• ECHO Action Editor

Move toward gas is wrong for this region, by Patricia Martin

It weighs on me.

In Concord, legislators voted to shut down Concord Steam, a cogeneration biomass plant that provided electricity and district steam to 180 commercial, municipal, school and state buildings in downtown Concord. Those buildings are being converted to Liberty Utilities’ natural gas. The price tag for converting state buildings is $25 million.

In Pelham, Liberty plans to drill beneath Beaver Brook to bring natural gas to the municipal buildings. The Pelham Energy Committee supports the plan, based on the now discredited claim that natural gas is a bridge fuel and is better for the environment than burning oil for heat. Although burning natural gas produces less carbon than oil, the methane released in producing and transporting the fracked gas is 86 times more potent as a greenhouse gas than carbon.

In Keene, a major natural gas infrastructure project is underway to expand service. The city is faced with an aging plant and safety concerns. This is the same scenario that pushed Concord Steam into a death spiral.

I don’t know what the economic considerations are for Keene, but for Concord and Pelham, the supporters of these plans are getting their data and assumptions from Liberty Utilities. What alternatives to making a 20-year investment in fossil fuel infrastructure were considered?

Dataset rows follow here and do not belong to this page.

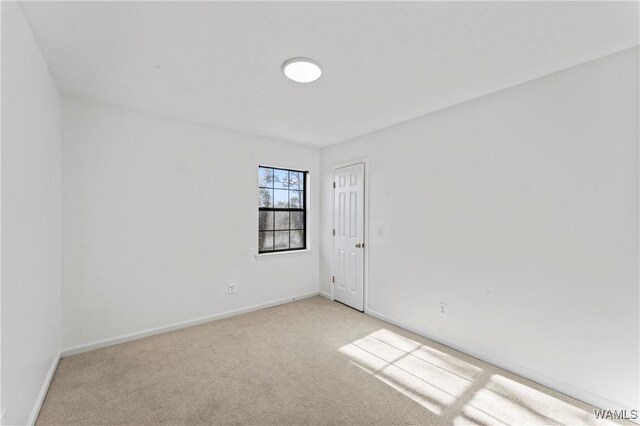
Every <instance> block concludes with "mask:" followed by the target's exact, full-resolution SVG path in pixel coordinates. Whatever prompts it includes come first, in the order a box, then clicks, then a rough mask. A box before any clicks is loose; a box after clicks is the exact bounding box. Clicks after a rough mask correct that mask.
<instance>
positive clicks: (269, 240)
mask: <svg viewBox="0 0 640 426" xmlns="http://www.w3.org/2000/svg"><path fill="white" fill-rule="evenodd" d="M258 235H259V238H258V248H259V250H260V251H271V250H273V232H271V231H268V232H258Z"/></svg>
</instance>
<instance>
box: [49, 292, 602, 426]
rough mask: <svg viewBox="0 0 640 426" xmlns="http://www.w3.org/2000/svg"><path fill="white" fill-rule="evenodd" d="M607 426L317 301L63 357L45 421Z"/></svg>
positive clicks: (203, 324) (478, 369)
mask: <svg viewBox="0 0 640 426" xmlns="http://www.w3.org/2000/svg"><path fill="white" fill-rule="evenodd" d="M558 423H560V424H571V425H575V424H598V425H602V424H606V422H603V421H596V420H595V418H594V415H593V409H592V407H590V406H589V405H586V404H584V403H581V402H579V401H576V400H574V399H572V398H569V397H567V396H565V395H562V394H560V393H558V392H555V391H552V390H550V389H548V388H545V387H543V386H540V385H538V384H535V383H532V382H530V381H527V380H524V379H522V378H519V377H518V376H515V375H513V374H510V373H507V372H505V371H503V370H500V369H498V368H496V367H493V366H491V365H489V364H486V363H484V362H480V361H478V360H476V359H474V358H471V357H469V356H467V355H464V354H461V353H459V352H456V351H454V350H452V349H449V348H447V347H444V346H442V345H439V344H437V343H434V342H432V341H429V340H427V339H424V338H422V337H419V336H417V335H415V334H412V333H409V332H407V331H405V330H402V329H399V328H397V327H394V326H392V325H390V324H388V323H385V322H383V321H379V320H377V319H375V318H372V317H369V316H366V315H364V314H361V313H359V312H357V311H354V310H352V309H350V308H348V307H345V306H343V305H341V304H339V303H336V302H330V301H328V300H326V299H323V298H321V297H314V298H310V299H305V300H301V301H297V302H295V303H291V304H287V305H282V306H278V307H275V308H271V309H265V310H262V311H258V312H253V313H249V314H245V315H240V316H237V317H233V318H228V319H225V320H221V321H215V322H210V323H207V324H203V325H199V326H194V327H190V328H186V329H183V330H178V331H174V332H169V333H165V334H161V335H157V336H152V337H147V338H144V339H141V340H137V341H134V342H129V343H123V344H119V345H116V346H112V347H108V348H104V349H99V350H95V351H92V352H87V353H84V354H80V355H76V356H72V357H68V358H64V359H62V360H61V362H60V365H59V366H58V370H57V371H56V374H55V377H54V379H53V382H52V384H51V387H50V389H49V393H48V394H47V397H46V400H45V402H44V405H43V407H42V410H41V412H40V416H39V418H38V424H39V425H45V424H64V425H70V424H81V425H101V424H130V425H156V424H173V425H179V424H255V425H257V424H273V425H288V424H351V425H354V424H362V425H364V424H386V425H391V424H428V425H451V424H455V425H457V424H478V425H489V424H509V425H532V424H558Z"/></svg>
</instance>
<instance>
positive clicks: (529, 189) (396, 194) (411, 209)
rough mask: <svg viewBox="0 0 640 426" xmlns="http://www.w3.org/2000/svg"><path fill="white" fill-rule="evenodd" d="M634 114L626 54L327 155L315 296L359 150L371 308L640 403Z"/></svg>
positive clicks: (401, 129)
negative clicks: (336, 194) (366, 186)
mask: <svg viewBox="0 0 640 426" xmlns="http://www.w3.org/2000/svg"><path fill="white" fill-rule="evenodd" d="M638 114H639V111H638V49H637V48H634V49H631V50H626V51H623V52H621V53H617V54H614V55H611V56H608V57H605V58H603V59H599V60H596V61H592V62H589V63H586V64H582V65H580V66H577V67H574V68H571V69H568V70H565V71H561V72H558V73H556V74H553V75H549V76H547V77H544V78H541V79H537V80H534V81H531V82H528V83H525V84H522V85H520V86H517V87H513V88H510V89H507V90H504V91H501V92H498V93H495V94H491V95H488V96H485V97H482V98H478V99H476V100H473V101H470V102H467V103H464V104H461V105H458V106H455V107H452V108H449V109H446V110H443V111H440V112H437V113H434V114H430V115H427V116H424V117H421V118H418V119H415V120H412V121H409V122H405V123H403V124H400V125H396V126H393V127H390V128H387V129H384V130H381V131H377V132H374V133H371V134H368V135H365V136H362V137H359V138H356V139H353V140H351V141H349V142H346V143H341V144H337V145H334V146H331V147H328V148H326V149H323V150H322V157H321V164H322V172H321V173H322V183H321V186H322V187H321V191H322V199H321V203H322V209H323V210H322V224H321V235H322V240H321V245H322V252H321V273H320V277H321V278H320V283H321V286H320V288H321V290H322V291H325V292H329V291H330V270H331V260H330V258H331V253H330V250H331V239H330V229H331V226H332V225H331V218H332V214H331V198H330V194H331V189H330V183H331V168H332V165H333V164H337V163H343V162H345V161H348V160H352V159H361V158H364V157H367V158H368V159H369V161H370V198H369V208H370V238H369V244H368V247H369V254H370V266H369V271H370V281H369V288H368V304H369V310H370V312H371V313H373V314H376V315H379V316H383V317H386V318H388V319H390V320H393V321H395V322H398V323H401V324H403V325H405V326H407V327H409V328H412V329H414V330H417V331H419V332H421V333H422V334H425V335H427V336H430V337H433V338H435V339H436V340H440V341H442V342H446V343H448V344H450V345H452V346H455V347H458V348H463V349H465V350H466V351H468V352H470V353H472V354H475V355H478V356H480V357H483V358H485V359H488V360H491V361H494V362H497V363H499V364H500V365H503V366H507V367H508V368H510V369H513V370H516V371H517V372H519V373H521V374H523V375H525V376H529V377H531V378H534V379H535V380H538V381H540V382H542V383H545V384H548V385H552V386H554V387H556V388H559V389H560V390H562V391H565V392H567V393H570V394H572V395H574V396H577V397H579V398H582V399H586V400H588V402H591V403H594V404H597V405H601V406H603V405H608V406H609V407H612V406H613V407H618V408H622V406H623V405H626V406H628V407H633V408H638V398H639V393H638V377H639V371H638V359H639V357H640V353H639V349H638V335H639V329H638V327H639V326H638V323H639V321H638V320H639V318H638V296H639V294H638V266H639V265H638V214H639V211H638V169H639V168H638ZM380 228H382V229H383V237H382V238H380V237H379V236H378V229H380ZM440 301H442V302H446V303H447V304H448V314H447V315H446V316H442V315H440V314H439V313H438V310H439V302H440Z"/></svg>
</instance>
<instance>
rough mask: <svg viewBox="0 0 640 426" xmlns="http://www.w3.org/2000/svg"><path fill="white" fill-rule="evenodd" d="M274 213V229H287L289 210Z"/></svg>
mask: <svg viewBox="0 0 640 426" xmlns="http://www.w3.org/2000/svg"><path fill="white" fill-rule="evenodd" d="M275 213H276V229H289V212H275Z"/></svg>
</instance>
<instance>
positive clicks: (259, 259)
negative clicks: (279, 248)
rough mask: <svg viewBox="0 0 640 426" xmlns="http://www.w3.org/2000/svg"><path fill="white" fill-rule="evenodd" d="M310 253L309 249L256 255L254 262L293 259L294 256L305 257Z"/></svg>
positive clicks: (309, 249)
mask: <svg viewBox="0 0 640 426" xmlns="http://www.w3.org/2000/svg"><path fill="white" fill-rule="evenodd" d="M310 253H311V250H310V249H304V250H292V251H278V252H275V253H260V254H256V255H255V256H256V260H269V259H279V258H283V257H295V256H306V255H308V254H310Z"/></svg>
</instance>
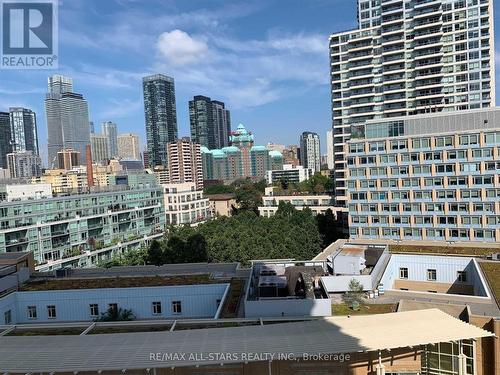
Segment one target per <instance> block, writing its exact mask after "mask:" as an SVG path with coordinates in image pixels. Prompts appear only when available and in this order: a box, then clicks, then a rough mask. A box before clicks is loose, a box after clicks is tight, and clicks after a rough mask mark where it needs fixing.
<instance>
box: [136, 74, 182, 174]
mask: <svg viewBox="0 0 500 375" xmlns="http://www.w3.org/2000/svg"><path fill="white" fill-rule="evenodd" d="M142 87H143V92H144V115H145V120H146V143H147V153H148V164H149V165H148V166H149V167H155V166H167V144H168V143H170V142H174V141H176V140H177V113H176V107H175V85H174V79H173V78H171V77H168V76H166V75H163V74H154V75H151V76H147V77H144V78H143V80H142Z"/></svg>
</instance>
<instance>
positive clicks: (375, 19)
mask: <svg viewBox="0 0 500 375" xmlns="http://www.w3.org/2000/svg"><path fill="white" fill-rule="evenodd" d="M358 20H359V29H356V30H350V31H344V32H340V33H336V34H333V35H331V36H330V62H331V85H332V109H333V131H334V134H333V137H334V158H335V162H334V163H335V168H334V170H335V173H334V180H335V193H336V198H337V203H338V204H343V203H344V202H345V198H346V175H345V173H346V160H345V157H344V154H343V150H344V145H345V142H346V141H348V140H349V139H350V138H351V137H352V136H354V135H355V132H356V125H358V124H362V123H364V122H365V121H367V120H371V119H382V118H387V117H399V116H407V115H413V114H423V113H429V112H431V113H432V112H447V111H454V110H463V109H474V108H485V107H490V106H493V105H494V103H495V84H494V83H495V82H494V81H495V61H494V53H493V52H492V51H494V43H493V1H492V0H470V1H465V0H459V1H454V0H440V1H429V0H415V1H385V0H382V1H381V0H372V1H368V0H359V1H358Z"/></svg>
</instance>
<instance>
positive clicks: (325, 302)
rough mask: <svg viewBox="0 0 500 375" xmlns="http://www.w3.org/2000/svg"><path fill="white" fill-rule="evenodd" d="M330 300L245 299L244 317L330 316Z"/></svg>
mask: <svg viewBox="0 0 500 375" xmlns="http://www.w3.org/2000/svg"><path fill="white" fill-rule="evenodd" d="M330 315H332V306H331V300H330V299H329V298H325V299H314V300H313V299H265V300H263V299H261V300H258V301H248V300H245V317H246V318H261V317H262V318H264V317H272V316H330Z"/></svg>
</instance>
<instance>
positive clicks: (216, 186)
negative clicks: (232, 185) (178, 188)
mask: <svg viewBox="0 0 500 375" xmlns="http://www.w3.org/2000/svg"><path fill="white" fill-rule="evenodd" d="M203 192H204V193H205V194H208V195H210V194H231V193H234V188H233V187H232V186H229V185H224V184H217V185H208V186H205V188H204V189H203Z"/></svg>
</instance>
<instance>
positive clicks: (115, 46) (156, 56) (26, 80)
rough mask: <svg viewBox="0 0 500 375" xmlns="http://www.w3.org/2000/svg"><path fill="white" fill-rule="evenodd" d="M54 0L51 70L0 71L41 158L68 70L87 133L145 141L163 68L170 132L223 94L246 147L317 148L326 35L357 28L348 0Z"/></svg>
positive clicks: (11, 97) (232, 123)
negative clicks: (189, 107)
mask: <svg viewBox="0 0 500 375" xmlns="http://www.w3.org/2000/svg"><path fill="white" fill-rule="evenodd" d="M59 1H60V8H59V22H60V25H59V43H60V45H59V69H58V70H57V71H49V70H22V71H11V70H10V71H9V70H4V71H0V110H6V109H7V108H8V107H9V106H25V107H28V108H32V109H33V110H35V111H36V113H37V118H38V130H39V141H40V144H41V149H42V151H43V153H42V156H43V157H44V158H46V152H47V150H46V143H47V132H46V124H45V114H44V108H43V99H44V93H45V92H46V85H47V83H46V82H47V76H48V75H50V74H54V73H59V74H66V75H69V76H72V77H73V79H74V87H75V91H76V92H80V93H82V94H83V95H84V96H85V97H86V99H87V100H88V102H89V108H90V118H91V120H93V121H94V123H95V124H96V131H98V130H99V129H100V123H101V122H103V121H114V122H116V123H117V124H118V127H119V131H120V132H136V133H139V134H140V136H141V142H144V139H145V138H144V114H143V99H142V83H141V78H142V76H144V75H147V74H150V73H163V74H167V75H170V76H173V77H174V78H175V84H176V98H177V121H178V126H179V135H189V114H188V101H189V100H190V99H191V98H192V97H193V95H207V96H210V97H212V98H213V99H218V100H222V101H224V102H225V103H226V105H227V106H228V108H229V109H230V110H231V117H232V125H233V127H234V128H235V127H236V125H237V124H238V123H239V122H242V123H244V124H245V125H246V127H247V129H248V130H251V131H253V132H254V134H255V138H256V142H257V143H260V144H266V143H267V142H274V143H285V144H292V143H295V144H296V143H298V139H299V134H300V133H301V132H302V131H305V130H309V131H315V132H318V133H319V134H320V136H321V140H322V150H323V152H324V151H325V142H324V141H325V138H326V131H327V130H328V129H329V127H330V126H331V121H330V116H331V113H330V88H329V62H328V35H329V34H331V33H333V32H337V31H342V30H346V29H350V28H355V27H356V26H357V22H356V12H355V11H356V1H355V0H246V1H228V0H178V1H174V0H59ZM495 3H496V4H495V15H498V14H500V6H499V5H498V3H499V2H497V1H495ZM495 21H498V17H497V16H496V17H495ZM497 24H498V22H497ZM499 29H500V28H499V27H497V28H496V30H497V32H496V50H497V51H499V50H500V35H499V32H498V30H499ZM496 57H497V71H499V72H500V69H499V68H498V61H499V57H500V54H499V52H497V53H496ZM497 76H498V74H497ZM497 82H500V79H499V78H497ZM498 86H499V87H500V83H499V85H498ZM499 93H500V90H499V89H497V96H498V95H499Z"/></svg>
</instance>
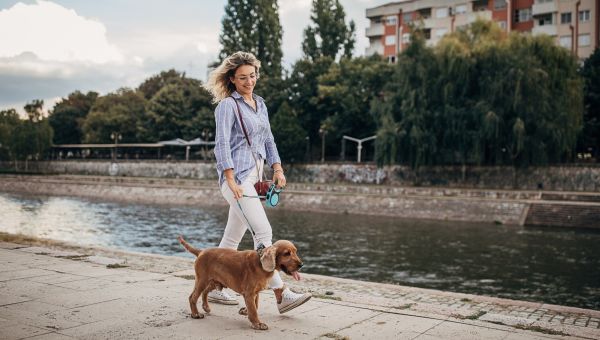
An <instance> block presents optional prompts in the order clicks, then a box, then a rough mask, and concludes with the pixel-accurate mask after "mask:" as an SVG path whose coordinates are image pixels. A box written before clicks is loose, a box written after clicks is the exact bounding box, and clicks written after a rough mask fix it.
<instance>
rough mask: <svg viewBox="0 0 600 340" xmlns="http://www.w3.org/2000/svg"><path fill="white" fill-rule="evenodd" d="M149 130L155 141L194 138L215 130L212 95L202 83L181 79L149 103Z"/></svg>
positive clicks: (149, 102) (188, 138) (169, 86)
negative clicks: (207, 130)
mask: <svg viewBox="0 0 600 340" xmlns="http://www.w3.org/2000/svg"><path fill="white" fill-rule="evenodd" d="M147 111H148V121H147V124H146V126H147V129H146V130H147V131H149V133H150V136H152V137H151V138H153V139H154V140H157V141H158V140H171V139H174V138H183V139H188V140H189V139H194V138H196V137H200V136H201V134H202V132H203V130H209V131H213V130H214V116H213V112H212V111H213V110H212V104H211V96H210V94H209V93H208V92H207V91H206V90H205V89H204V88H203V87H202V83H201V82H200V81H199V80H196V79H191V78H178V80H177V81H173V82H171V83H170V84H167V85H166V86H164V87H163V88H161V89H160V90H159V91H158V92H157V93H156V94H155V95H154V97H152V99H151V100H150V101H149V102H148V106H147Z"/></svg>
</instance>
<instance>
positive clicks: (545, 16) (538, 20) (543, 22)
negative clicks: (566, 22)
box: [537, 13, 552, 26]
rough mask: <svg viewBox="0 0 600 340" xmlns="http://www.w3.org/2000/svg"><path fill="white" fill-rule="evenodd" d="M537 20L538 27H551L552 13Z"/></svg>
mask: <svg viewBox="0 0 600 340" xmlns="http://www.w3.org/2000/svg"><path fill="white" fill-rule="evenodd" d="M537 18H538V19H537V20H538V25H539V26H546V25H552V13H549V14H544V15H540V16H539V17H537Z"/></svg>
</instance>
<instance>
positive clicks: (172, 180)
mask: <svg viewBox="0 0 600 340" xmlns="http://www.w3.org/2000/svg"><path fill="white" fill-rule="evenodd" d="M0 191H1V192H17V193H29V194H45V195H59V196H78V197H87V198H100V199H106V200H111V201H125V202H135V203H149V204H169V205H200V206H224V205H225V201H224V200H222V199H221V195H220V192H219V190H218V188H217V185H216V183H215V181H214V180H193V179H170V178H147V177H117V176H114V177H113V176H82V175H47V176H35V175H33V176H22V175H0ZM280 207H281V208H280V209H287V210H299V211H320V212H330V213H350V214H365V215H378V216H392V217H399V218H410V219H430V220H448V221H474V222H487V223H496V224H515V225H524V224H525V225H543V226H563V227H580V228H600V219H598V216H600V193H580V192H551V191H525V190H521V191H519V190H491V189H464V188H463V189H460V188H439V187H401V186H382V185H368V184H362V185H352V184H322V183H321V184H320V183H290V184H289V185H288V187H287V188H286V190H285V192H284V194H283V195H282V200H281V203H280Z"/></svg>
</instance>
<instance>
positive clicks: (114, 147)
mask: <svg viewBox="0 0 600 340" xmlns="http://www.w3.org/2000/svg"><path fill="white" fill-rule="evenodd" d="M110 139H111V140H112V141H113V143H114V144H115V146H114V148H113V157H112V159H113V161H114V160H115V159H116V158H117V145H118V144H119V141H120V140H121V139H123V135H121V134H120V133H118V132H113V133H111V134H110Z"/></svg>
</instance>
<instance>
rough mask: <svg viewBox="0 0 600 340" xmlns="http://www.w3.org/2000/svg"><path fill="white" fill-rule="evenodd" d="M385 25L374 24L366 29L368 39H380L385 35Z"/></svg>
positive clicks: (379, 24) (381, 24)
mask: <svg viewBox="0 0 600 340" xmlns="http://www.w3.org/2000/svg"><path fill="white" fill-rule="evenodd" d="M383 29H384V27H383V24H374V25H371V26H370V27H367V28H366V29H365V35H366V36H367V37H379V36H382V35H383Z"/></svg>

Many of us fought for Concord to consider other, greener alternatives than shutting down Concord Steam. We did not get a lot of support from the community of affected businesses and nonprofit agencies. Even the greenest customers of Concord Steam told us variations of: “It’s a done deal. They already use natural gas instead of biomass on most days at Concord Steam. It’s just one project and the community needs it.”

Aren’t we supposed to be transitioning away from fossil fuels?

Some of the people who should be standing up and asking questions are intimidated by the fact that they have friends working on these projects or who own businesses that may benefit from cheap gas. They rationalize that they should just let this one go because it’s small and couldn’t possibly bring more pipelines to New England. Similar scenarios are playing out all over the Northeast and are exactly the way new pipelines are justified.

At least ask the question: “Do we have an economic alternative to using more gas?” The answer may surprise and inspire people to find a better option.